Ajustarse al método supone una inversión un 10% superior a la de otra obra, dice el arquitecto

Nada se desaprovecha gracias a su sistema de ventilación, que sirve para calentar o enfriar, en función de las necesidades, el aire que entra en el edificio. Lo hace mediante intercambio de temperatura con el aire que se expulsa. «Las casas pasivas mantienen una temperatura constante ya sea invierno o verano», apunta este arquitecto, que es uno de los profesionales extremeños asociados a la PEP.

Esta organización es una entidad sin ánimo de lucro que nació en 2008 en España. Su intención es promocionar un estándar de construcción que «exige alcanzar unos requisitos pero sin imponer ninguna tipología, sistema o material en concreto», tal y como explican sus propios responsables.

Esto quiere decir que para obtener la certificación, las construcciones deben pasar una serie de exámenes una vez finalizada la obra. Las pruebas analizan, entre otras cuestiones, la envolvente del edificio y las carpinterías exteriores o el mencionado sistema mecánico de ventilación controlada, con la que se recurre a la «recuperación de calor de alto rendimiento», comentan desde la plataforma.

Las edificaciones pasivas necesitan un 90% menos de energía gracias a su aislamiento y orientación

De esta forma se asegura una «calidad óptima del aire sin perder ni el frío ni el calor interior», señala Gamero, que también tiene en construcción las primeras dos viviendas pasivas de la provincia de Cádiz. En concreto, en Zahara de los Atunes.

Las auditorías para la certificación también se desarrollan durante el proceso de construcción. Los cálculos se repasan durante el diseño y a lo largo de la ejecución de la obra se revisan los materiales utilizados. En este aspecto, las puertas y ventanas de altas prestaciones térmicas, en muchos casos con triple acristalamiento, se instalan en muchas ocasiones.

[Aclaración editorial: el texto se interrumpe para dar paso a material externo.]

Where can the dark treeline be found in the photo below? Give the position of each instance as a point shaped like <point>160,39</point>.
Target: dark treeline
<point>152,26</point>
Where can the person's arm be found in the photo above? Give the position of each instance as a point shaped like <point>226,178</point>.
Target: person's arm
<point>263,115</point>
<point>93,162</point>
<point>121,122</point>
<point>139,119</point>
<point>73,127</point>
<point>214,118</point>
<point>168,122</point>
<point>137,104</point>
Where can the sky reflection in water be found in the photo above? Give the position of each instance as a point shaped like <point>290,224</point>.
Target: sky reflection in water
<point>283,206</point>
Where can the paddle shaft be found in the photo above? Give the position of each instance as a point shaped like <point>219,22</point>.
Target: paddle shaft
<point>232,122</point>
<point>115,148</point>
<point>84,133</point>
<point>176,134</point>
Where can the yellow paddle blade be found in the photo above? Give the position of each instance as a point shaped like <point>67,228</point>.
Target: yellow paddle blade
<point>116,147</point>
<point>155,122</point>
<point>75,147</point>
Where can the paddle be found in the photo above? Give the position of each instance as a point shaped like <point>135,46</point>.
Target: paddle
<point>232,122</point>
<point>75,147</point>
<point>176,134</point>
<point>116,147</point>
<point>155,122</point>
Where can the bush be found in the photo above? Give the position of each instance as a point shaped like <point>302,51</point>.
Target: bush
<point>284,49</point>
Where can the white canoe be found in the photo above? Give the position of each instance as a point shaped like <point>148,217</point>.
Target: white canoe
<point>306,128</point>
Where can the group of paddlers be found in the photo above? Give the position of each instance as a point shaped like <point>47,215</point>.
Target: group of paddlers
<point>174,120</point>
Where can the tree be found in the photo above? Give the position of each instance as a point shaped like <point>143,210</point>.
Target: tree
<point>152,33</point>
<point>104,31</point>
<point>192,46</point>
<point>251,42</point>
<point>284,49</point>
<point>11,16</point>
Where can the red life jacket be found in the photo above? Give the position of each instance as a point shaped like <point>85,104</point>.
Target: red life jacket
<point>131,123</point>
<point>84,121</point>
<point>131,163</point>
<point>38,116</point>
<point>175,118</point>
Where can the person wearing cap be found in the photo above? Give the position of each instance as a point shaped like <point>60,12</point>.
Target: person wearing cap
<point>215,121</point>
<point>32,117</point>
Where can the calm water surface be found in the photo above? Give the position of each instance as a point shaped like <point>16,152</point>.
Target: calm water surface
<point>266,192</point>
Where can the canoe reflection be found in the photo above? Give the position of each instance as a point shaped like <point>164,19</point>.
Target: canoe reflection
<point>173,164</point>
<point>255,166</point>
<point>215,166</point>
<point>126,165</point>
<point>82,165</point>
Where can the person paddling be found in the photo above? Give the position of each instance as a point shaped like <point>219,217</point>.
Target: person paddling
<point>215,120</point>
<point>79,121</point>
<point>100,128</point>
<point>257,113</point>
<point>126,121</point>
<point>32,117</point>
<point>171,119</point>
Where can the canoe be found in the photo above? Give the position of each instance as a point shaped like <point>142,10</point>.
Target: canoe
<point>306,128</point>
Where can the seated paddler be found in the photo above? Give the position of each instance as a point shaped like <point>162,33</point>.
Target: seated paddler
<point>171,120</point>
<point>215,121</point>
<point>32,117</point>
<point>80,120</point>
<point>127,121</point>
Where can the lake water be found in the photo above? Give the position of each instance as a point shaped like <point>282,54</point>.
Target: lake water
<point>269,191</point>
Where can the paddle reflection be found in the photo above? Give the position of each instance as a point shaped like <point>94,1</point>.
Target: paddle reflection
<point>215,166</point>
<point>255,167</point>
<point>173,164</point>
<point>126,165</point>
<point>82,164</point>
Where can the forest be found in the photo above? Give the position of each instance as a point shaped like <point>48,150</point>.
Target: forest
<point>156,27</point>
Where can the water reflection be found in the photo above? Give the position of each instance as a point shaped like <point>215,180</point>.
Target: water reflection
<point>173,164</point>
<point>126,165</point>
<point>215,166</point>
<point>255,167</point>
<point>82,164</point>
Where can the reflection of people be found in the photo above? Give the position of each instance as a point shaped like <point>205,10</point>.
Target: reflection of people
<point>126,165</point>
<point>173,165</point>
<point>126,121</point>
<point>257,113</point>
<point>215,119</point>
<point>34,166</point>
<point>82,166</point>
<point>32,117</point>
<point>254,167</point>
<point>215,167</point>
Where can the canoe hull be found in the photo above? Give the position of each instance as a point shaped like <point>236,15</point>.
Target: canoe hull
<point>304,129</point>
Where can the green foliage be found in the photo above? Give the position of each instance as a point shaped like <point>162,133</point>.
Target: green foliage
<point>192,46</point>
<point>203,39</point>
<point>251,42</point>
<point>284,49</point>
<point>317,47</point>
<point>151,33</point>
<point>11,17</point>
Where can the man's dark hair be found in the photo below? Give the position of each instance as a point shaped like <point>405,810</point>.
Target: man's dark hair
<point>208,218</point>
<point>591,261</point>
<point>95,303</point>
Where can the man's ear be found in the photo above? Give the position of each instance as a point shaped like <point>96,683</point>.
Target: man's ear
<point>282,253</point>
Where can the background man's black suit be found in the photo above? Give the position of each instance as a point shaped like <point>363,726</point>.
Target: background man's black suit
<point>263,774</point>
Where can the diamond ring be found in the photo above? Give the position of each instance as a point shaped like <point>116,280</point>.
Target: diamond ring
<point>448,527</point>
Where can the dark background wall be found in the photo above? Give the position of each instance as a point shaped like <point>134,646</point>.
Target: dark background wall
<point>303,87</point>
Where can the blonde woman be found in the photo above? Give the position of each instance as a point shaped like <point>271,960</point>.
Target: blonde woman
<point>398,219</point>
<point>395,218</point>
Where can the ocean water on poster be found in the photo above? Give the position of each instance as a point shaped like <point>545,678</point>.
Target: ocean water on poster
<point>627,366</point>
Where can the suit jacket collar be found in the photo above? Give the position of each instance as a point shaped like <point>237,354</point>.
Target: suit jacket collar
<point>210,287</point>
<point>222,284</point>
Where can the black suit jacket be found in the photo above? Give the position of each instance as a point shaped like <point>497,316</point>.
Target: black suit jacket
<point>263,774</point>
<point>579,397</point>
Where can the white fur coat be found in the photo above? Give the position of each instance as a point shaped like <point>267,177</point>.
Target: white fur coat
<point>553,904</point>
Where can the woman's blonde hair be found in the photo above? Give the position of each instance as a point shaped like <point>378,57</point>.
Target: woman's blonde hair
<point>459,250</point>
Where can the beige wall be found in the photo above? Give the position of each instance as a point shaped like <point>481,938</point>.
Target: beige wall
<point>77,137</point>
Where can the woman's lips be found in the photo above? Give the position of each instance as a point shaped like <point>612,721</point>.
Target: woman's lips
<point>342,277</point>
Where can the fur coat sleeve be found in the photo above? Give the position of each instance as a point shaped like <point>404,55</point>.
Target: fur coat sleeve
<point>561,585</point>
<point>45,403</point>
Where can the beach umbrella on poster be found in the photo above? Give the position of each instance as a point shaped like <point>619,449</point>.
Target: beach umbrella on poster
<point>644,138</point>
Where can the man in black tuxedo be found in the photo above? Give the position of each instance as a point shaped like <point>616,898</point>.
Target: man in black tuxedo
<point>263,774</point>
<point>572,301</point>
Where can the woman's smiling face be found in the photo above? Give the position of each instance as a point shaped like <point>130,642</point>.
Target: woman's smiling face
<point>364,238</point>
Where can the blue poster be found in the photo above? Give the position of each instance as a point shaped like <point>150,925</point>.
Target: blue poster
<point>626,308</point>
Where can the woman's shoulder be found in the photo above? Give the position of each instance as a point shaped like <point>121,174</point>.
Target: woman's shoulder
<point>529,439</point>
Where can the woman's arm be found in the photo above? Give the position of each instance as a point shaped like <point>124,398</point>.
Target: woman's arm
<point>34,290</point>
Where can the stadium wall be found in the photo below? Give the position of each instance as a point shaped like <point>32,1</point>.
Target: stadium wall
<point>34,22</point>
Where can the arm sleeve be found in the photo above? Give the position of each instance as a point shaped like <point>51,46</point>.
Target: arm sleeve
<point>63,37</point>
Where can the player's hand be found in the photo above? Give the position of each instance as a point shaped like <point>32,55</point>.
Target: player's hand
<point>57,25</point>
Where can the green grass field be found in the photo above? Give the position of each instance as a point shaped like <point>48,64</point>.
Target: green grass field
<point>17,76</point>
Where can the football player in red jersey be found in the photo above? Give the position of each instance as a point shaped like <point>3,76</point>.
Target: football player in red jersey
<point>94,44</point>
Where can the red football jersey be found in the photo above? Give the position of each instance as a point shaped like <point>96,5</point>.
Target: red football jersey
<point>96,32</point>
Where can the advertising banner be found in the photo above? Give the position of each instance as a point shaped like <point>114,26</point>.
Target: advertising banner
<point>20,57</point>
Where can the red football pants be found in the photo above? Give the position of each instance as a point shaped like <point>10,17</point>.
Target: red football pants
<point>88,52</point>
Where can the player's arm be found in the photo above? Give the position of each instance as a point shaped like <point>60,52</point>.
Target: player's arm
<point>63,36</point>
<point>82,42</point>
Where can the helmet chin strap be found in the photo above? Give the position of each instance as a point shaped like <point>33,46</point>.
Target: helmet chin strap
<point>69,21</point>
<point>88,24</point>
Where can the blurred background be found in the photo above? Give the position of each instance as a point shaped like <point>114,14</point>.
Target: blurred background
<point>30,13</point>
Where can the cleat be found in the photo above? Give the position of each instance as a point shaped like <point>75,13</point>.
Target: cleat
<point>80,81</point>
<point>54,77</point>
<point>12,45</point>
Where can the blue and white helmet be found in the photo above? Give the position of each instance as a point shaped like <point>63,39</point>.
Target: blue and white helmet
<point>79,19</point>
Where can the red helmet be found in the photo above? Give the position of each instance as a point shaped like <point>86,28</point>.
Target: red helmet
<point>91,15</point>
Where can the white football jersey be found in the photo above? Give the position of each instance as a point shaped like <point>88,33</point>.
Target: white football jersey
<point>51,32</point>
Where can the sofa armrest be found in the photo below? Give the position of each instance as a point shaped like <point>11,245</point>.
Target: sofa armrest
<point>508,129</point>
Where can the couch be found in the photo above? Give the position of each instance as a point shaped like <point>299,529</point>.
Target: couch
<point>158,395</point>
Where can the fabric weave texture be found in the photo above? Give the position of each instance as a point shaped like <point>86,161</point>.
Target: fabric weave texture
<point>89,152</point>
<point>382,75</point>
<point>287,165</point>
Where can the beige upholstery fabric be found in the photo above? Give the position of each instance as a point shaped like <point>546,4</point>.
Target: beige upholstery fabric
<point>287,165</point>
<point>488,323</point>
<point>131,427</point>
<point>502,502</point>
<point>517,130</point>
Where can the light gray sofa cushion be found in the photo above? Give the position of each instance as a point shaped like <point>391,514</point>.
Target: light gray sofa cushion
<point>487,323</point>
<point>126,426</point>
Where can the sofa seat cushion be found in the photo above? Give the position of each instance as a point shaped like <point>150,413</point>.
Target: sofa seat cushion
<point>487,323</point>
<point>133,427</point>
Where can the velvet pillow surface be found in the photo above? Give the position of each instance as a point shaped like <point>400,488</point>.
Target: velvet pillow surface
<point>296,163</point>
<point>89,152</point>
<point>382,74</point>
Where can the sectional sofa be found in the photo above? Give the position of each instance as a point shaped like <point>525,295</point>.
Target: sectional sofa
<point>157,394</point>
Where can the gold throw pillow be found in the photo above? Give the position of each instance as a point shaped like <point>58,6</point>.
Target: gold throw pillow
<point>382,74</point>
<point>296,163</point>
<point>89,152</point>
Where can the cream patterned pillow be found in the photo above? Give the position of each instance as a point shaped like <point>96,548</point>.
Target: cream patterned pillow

El método tiene una base matemática y las características de los aislamientos, por ejemplo, varían dependiendo del clima en el que se ubique el edificio. Así, mientras que en la ciudad de Barcelona los grosores de aislamiento de los cerramientos verticales, cubierta y solera serán de quince, diez y un centímetro, respectivamente, en Murcia esas cifras tendrán cinco centímetros en los dos primeros casos y cero en el último. En la casa que se está construyendo en Badajoz las medidas son de 14, 26 y 10, aunque se debe tener en cuenta que estos grosores también dependen de los materiales utilizados.

Precio

Adaptarse a los estándares Passivhaus encarece la obra. Los responsables de la PEP cifran entre un 3% y un 5% el aumento del presupuesto para los edificios plurifamiliares y entre un 5% y un 8%, en el caso de los unifamiliares. Gamero va un poco más lejos y aporta, en base a su experiencia, que la media está más cercana al 10%. También se elevan un poco esos porcentajes a la hora de la rehabilitación, aunque es algo que depende del tipo de edificio a reformar.

En ambos casos, desde la plataforma se considera rentable la inversión, ya que el ahorro en el consumo energético hace que se amortice en un periodo de tiempo relativamente corto. «Para hacernos una idea, el consumo en climatización sería de unos 70 euros al año para un piso de 70 metros cuadrados, sin tener en cuenta los impuestos o los gastos fijos», remarcan en la PEP.

La última Encuesta de Presupuestos Familiares que publicó el INE (Instituto Nacional de Estadística) recogía que el gasto medio por electricidad en los hogares españoles superaba los 745 euros al año y Gamero detalla que este gasto se quedaría en el 10% de esa cantidad en las edificaciones pasivas.

Actualmente, de este tipo de viviendas hay 82.000 metros cuadrados construidos y certificados en España, de los que el 10% son rehabilitaciones. Además, hay otros 85 proyectos activos que suman 280.000 metros cuadrados. «Extremadura siempre llega tarde, pero creo que los edificios eficientes son el presente y el futuro», entiende Gamero, que avanza que los mismos propietarios han comprado otra parcela en la misma urbanización pacense para construir otra casa pasiva.